Typically, an airline would spend three to four hours working on a plan which can be subject to 150 changes daily. Until recently, the process had barely evolved from the handwritten schedules of the mid-1980s, with many airlines still transferring the information manually into spreadsheets comprising a dozen pages.

Dubai-based airline Emirates is one of the big names now automating the process, having adopted software vendor IFS Aviation and Defence’s predictive technology.

“Previously, the plans were devised based on the judgment of someone with perhaps 10 to 20 years’ experience, but our technology means we can tap into historical data that goes back 40 years, all in a matter of minutes,” says IFS business development head Espen Olsen.

“Maintenance history, fuel consumption, climate, forecast – all these characteristics are put into the algorithm to calculate the best option, which means reduced risk, increased fuel efficiency, and improved fleet utilisation and maintenance planning.”

Mr Olsen believes the Middle East is driving this market: “They see an issue and do something about it without over-analysing the problem, and they are definitely ahead of Europe when it comes to using this technology. One manufacturer does something visionary and everyone follows.”

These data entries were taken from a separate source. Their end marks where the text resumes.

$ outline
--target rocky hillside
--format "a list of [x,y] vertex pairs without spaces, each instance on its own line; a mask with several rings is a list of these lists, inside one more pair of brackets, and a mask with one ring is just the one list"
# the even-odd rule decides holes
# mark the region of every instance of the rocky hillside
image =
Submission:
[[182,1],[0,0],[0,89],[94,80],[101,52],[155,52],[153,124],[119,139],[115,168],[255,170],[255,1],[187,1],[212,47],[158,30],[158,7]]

More broadly, he is seeing a lot of interest from oil and gas companies inspired by the latest innovation in aerospace and defence. “There has been so much money in this market in the past, they didn’t have to consider how they could become more efficient,” says Mr Olsen. “Yet since the downturn, they are now far more focused on extending the life of equipment and how, as a service provider to the industry, they can commit to a 10-year contract on a fixed basis and still make money. Increasingly, predictive analytics has the answers.”